If $P^2=P$, then
\begin{align}
\lambda(\lambda-1)I&=\lambda(\lambda-1)I-P(P-I) \\
&=\lambda^2I-\lambda I-P^2+P \\
&=(\lambda^2 I-P^2)-(\lambda I-P) \\
&=(\lambda I-P)(\lambda I+P)-(\lambda I-P) \\
&=(\lambda I-P)((\lambda-1)I+P)
\end{align}
Therefore, the resolvent of $P$ is defined for $\lambda\notin\{0,1\}$ by
\begin{align}
(\lambda I-P)^{-1}=\frac{1}{\lambda(\lambda-1)}((\lambda-1)I+P)
\end{align}
The spectrum can be $\{0\},\{1\},\{0,1\}$.

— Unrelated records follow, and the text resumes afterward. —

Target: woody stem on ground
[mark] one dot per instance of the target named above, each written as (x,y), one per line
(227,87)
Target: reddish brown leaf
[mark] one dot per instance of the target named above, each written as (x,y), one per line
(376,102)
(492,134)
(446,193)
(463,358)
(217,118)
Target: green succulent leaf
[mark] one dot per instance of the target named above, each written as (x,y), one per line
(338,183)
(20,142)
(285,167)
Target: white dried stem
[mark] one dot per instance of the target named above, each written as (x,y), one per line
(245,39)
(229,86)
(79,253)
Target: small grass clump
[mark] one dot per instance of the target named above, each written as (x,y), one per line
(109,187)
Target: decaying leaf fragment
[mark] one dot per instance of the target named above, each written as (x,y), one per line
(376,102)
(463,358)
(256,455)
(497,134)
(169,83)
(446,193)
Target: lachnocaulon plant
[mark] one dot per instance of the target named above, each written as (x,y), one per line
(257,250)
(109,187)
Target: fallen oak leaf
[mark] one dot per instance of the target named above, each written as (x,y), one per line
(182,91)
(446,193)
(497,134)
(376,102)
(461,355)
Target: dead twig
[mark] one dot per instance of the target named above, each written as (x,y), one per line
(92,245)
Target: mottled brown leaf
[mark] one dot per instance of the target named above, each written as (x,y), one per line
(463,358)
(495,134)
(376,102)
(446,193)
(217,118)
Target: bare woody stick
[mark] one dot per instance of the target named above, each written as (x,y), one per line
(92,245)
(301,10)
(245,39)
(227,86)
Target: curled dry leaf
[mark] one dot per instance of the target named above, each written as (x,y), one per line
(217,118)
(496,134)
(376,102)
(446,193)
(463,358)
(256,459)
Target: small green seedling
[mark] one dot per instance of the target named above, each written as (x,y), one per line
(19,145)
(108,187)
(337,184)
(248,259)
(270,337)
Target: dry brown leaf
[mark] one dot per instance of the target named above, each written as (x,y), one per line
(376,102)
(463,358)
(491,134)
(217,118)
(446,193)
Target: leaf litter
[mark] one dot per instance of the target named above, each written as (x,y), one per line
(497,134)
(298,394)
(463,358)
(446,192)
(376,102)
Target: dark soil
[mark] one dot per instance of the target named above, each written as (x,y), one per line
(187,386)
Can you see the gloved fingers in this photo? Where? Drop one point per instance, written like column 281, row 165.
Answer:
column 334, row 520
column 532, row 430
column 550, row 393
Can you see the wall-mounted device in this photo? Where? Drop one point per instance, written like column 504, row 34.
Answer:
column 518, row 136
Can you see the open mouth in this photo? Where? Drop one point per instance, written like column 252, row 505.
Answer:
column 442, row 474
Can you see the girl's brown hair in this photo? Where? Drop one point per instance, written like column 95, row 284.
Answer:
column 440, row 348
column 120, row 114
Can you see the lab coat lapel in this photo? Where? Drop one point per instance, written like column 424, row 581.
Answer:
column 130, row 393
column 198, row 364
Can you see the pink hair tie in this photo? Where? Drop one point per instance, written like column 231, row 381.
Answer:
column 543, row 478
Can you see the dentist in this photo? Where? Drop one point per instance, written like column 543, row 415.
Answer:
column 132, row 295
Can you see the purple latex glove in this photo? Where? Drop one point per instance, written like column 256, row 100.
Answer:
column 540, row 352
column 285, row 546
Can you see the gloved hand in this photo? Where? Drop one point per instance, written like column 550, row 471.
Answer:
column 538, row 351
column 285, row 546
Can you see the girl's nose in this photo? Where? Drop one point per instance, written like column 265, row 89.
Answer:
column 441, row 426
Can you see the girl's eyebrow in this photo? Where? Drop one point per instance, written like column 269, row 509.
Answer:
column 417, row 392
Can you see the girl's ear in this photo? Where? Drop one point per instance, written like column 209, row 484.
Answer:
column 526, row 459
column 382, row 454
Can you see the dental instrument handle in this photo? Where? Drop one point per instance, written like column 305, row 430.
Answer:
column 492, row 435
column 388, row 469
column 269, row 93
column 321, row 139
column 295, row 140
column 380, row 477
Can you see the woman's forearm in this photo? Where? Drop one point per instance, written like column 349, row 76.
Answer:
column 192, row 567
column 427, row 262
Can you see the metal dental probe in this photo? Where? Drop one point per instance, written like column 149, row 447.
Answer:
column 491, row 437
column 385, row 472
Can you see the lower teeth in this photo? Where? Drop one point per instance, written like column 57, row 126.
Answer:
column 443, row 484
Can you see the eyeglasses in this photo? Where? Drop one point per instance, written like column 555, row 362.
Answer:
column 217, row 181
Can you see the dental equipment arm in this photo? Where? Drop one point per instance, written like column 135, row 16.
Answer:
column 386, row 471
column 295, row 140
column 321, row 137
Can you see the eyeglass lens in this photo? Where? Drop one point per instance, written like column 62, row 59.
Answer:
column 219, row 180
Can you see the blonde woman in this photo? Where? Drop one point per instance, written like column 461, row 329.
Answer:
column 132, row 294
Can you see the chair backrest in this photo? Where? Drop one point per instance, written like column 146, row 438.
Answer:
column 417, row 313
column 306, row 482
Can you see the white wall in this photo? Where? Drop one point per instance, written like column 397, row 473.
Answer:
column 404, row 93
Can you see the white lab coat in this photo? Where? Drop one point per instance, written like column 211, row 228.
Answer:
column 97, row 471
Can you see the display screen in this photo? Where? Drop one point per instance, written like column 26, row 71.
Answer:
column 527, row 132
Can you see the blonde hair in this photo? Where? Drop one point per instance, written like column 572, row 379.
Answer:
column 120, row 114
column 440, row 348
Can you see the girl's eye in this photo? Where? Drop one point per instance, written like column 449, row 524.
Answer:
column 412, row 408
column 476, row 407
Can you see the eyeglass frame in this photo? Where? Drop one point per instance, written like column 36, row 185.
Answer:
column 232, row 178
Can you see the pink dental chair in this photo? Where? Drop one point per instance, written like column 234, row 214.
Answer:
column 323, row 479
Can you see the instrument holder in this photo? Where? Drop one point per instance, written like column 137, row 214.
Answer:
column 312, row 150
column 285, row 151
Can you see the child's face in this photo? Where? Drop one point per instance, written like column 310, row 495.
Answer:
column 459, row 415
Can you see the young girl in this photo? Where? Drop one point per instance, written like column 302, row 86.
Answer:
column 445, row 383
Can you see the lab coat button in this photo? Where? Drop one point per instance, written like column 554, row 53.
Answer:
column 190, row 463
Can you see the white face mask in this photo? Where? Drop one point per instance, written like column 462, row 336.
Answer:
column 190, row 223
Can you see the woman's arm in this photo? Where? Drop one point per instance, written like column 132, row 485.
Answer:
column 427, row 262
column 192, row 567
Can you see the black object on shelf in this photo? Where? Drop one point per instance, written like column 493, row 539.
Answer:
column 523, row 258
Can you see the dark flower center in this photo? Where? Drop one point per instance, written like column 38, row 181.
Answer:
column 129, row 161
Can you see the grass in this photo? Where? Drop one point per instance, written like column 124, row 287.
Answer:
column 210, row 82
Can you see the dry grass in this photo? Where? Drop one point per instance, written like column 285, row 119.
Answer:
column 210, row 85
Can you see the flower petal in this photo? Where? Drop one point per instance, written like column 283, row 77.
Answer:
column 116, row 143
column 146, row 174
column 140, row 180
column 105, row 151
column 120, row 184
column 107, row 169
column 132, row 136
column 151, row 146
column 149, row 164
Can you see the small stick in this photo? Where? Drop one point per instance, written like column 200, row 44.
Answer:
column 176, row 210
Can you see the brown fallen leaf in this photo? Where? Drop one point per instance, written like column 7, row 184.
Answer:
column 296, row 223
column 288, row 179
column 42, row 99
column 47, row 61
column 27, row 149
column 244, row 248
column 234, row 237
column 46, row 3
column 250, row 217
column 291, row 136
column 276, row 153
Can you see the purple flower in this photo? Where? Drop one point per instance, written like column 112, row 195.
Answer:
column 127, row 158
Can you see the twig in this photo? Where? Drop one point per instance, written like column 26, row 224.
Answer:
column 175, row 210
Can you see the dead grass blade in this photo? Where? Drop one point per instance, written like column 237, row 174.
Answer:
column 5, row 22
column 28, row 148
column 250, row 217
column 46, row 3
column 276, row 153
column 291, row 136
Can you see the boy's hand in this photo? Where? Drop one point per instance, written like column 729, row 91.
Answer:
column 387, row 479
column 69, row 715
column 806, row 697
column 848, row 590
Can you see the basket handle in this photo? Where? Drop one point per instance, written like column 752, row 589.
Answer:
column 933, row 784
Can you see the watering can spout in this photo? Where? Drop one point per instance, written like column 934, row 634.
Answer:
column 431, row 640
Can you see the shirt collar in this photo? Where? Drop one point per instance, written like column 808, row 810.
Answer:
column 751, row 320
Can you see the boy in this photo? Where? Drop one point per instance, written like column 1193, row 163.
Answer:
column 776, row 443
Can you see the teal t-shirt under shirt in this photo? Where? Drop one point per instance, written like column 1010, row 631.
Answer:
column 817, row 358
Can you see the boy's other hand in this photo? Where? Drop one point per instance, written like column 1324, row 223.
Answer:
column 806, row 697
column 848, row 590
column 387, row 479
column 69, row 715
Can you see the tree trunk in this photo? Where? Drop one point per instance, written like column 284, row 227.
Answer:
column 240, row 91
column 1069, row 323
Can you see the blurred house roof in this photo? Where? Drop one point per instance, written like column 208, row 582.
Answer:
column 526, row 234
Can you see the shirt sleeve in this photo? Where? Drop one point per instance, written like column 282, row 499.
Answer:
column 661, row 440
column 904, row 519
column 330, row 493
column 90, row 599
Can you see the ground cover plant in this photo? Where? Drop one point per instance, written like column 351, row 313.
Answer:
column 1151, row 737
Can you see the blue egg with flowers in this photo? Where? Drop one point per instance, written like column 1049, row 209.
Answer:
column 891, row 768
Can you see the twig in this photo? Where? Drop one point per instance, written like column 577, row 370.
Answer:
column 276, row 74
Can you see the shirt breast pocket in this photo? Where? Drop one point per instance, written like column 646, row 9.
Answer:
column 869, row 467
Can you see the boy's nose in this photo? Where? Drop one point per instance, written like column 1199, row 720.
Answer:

NOTE: This technique works for any operator $P$ such that $p(P)=0$ for some polynomial $p$, which includes all $n\times n$ matrices because the characteristic polynomial is such a polynomial. But it also covers operators in infinite dimensions that are annihilated by a polynomial $p(\lambda)$, such as a projection. The technique for finding the resolvent $(\lambda I-A)^{-1}$ amounts to looking at the annihilating polynomial $p$ and writing
$$
p(\lambda)-p(\mu)=(\lambda-\mu)q(\lambda,\mu)
$$
and substituting $\mu=A$, and using $p(A)=0$:
$$
p(\lambda)I = (\lambda I-A)q(\lambda,A) \\
I=(\lambda I-A)\left[\frac{1}{p(\lambda)}q(\lambda,A)\right]=\left[\frac{1}{p(\lambda)}q(\lambda,A)\right](\lambda I-A)
$$
This works for all $\lambda$ for which $p(\lambda)\ne 0$ and gives the two-sided inverse:
$$
(\lambda I-A)^{-1}=\frac{1}{p(\lambda)}q(\lambda,A).
$$
This also works for all matrices over $\mathbb{C}$ by setting $p$ equal to the characteristic or minimal polynomial.